Desde el 19-05-1982 en que escribí una carta pública a mi único compadre, el presidente Antonio Guzmán, en la que extendía un ramo de olivo a nuestras diferencias de Estado, publicada en el desaparecido matutino El Sol, no había repetido esa impronta, hasta hoy, en que por este medio me dirijo directo al presidente Danilo Medina, para precisarle y asegurarle, que no soy su enemigo ni personal ni político.
Yo no soy enemigo suyo presidente Medina, ni personal ni político, porque apenas si le he visto personal una sola vez, cuando mi dilecto afecto el embajador José Manuel Betances Castillo (Víctor) me introdujo a su despacho para saludarle, ejerciendo de ministro administrativo de la Presidencia en el primer Gobierno del presidente Leonel Fernández. Agradezco, presidente Medina, que cuando mi madre falleció, usted me expresó su pésame a través del celular del embajador Betances.
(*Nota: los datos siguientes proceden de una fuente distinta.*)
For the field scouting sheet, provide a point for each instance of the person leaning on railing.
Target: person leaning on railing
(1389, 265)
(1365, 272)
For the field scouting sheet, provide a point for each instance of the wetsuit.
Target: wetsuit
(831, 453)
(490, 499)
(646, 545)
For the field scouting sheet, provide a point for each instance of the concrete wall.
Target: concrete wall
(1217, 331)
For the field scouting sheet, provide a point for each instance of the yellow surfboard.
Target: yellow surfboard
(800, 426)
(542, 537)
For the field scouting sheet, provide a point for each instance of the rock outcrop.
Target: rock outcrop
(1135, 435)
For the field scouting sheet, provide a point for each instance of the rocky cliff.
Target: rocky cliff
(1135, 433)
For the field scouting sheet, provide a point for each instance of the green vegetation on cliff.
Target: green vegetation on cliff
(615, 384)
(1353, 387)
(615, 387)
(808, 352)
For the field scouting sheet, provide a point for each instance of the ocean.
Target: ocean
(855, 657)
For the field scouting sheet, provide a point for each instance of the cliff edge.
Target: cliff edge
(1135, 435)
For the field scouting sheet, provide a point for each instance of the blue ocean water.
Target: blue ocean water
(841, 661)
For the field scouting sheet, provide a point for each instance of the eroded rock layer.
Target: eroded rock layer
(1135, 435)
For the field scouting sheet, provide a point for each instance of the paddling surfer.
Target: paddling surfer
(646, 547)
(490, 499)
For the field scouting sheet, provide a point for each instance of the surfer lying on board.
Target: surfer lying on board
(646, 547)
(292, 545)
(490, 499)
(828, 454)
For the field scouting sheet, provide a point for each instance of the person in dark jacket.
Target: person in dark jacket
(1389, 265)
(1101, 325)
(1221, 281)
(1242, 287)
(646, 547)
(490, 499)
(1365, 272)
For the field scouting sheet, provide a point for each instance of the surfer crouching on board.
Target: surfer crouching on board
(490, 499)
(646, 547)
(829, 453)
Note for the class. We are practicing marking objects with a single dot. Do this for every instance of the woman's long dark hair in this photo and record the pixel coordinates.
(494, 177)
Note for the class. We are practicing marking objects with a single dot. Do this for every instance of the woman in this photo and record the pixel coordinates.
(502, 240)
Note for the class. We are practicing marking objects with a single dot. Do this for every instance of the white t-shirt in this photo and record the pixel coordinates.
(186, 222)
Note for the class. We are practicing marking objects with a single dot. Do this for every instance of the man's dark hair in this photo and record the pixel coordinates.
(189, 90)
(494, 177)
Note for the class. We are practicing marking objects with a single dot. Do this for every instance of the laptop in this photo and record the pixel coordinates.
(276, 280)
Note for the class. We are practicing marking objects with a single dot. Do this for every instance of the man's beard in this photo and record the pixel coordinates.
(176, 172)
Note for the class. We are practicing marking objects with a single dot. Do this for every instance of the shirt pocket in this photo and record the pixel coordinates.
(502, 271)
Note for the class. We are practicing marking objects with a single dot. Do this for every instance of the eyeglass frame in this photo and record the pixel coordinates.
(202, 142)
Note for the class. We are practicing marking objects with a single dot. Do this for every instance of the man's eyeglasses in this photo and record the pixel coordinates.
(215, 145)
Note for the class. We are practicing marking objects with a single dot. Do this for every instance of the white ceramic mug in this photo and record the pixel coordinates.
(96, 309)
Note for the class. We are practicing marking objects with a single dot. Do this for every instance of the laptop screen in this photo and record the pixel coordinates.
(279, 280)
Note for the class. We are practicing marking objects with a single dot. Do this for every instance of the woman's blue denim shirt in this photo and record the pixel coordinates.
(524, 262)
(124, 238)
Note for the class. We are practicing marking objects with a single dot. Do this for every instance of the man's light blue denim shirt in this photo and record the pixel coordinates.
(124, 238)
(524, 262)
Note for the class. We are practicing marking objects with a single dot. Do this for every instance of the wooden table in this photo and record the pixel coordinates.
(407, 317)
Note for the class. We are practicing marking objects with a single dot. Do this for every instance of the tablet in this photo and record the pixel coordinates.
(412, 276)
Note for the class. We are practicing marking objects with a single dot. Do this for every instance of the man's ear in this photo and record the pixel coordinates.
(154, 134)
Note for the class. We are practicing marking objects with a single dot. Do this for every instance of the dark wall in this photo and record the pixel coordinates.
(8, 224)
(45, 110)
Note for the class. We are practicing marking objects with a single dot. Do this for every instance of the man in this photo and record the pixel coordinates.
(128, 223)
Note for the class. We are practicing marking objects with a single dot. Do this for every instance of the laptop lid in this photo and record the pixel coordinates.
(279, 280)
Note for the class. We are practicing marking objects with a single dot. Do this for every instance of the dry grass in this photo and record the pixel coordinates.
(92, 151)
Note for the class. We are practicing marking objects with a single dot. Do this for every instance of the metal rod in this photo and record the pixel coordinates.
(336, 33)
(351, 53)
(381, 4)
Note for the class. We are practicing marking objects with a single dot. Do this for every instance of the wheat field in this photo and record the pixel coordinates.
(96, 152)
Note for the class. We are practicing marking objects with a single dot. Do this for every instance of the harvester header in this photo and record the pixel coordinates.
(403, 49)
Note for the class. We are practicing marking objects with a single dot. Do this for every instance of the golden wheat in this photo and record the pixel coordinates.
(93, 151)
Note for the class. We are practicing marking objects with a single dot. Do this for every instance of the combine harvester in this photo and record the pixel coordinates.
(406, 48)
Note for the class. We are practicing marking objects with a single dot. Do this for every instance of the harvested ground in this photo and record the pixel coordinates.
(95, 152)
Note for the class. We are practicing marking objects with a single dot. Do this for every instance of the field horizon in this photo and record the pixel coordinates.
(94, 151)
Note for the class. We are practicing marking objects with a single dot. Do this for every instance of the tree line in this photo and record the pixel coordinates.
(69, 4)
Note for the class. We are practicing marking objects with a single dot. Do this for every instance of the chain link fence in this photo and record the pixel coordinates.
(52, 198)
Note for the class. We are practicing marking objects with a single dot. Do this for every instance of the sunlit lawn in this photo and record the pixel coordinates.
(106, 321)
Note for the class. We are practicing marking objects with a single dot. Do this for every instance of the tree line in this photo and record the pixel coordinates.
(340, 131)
No puedo ser enemigo político suyo, presidente Medina, porque nunca he militado en partido político alguno, porque coartaría mi libertad de expresión, que es el legado supremo de la muerte del generalísimo Rafael Leónidas Trujillo, cuando nació el albedrío de disentir.
No puedo ser enemigo suyo, presidente Medina porque siempre mi cosmovisión me ha trazado el concepto de ser enemigo de conductas, no de personas. Mis decenas de artículos publicados en su primera campaña electoral explicándole como visualizaba diferentes aspectos nodales que podría acometer con éxito, atestiguan, presidente Medina, que no soy ni seré nunca, enemigo personal suyo.
El quid del asunto es que no coincidimos en la forma como usted, presidente Medina, conduce el país con temas como la corrupción, el narcotráfico, la delincuencia, la haitianización pasmosa, la escalada peligrosa del endeudamiento externo, el desorden del tránsito vehicular, la grave deforestación, y el permisivismo populista suyo.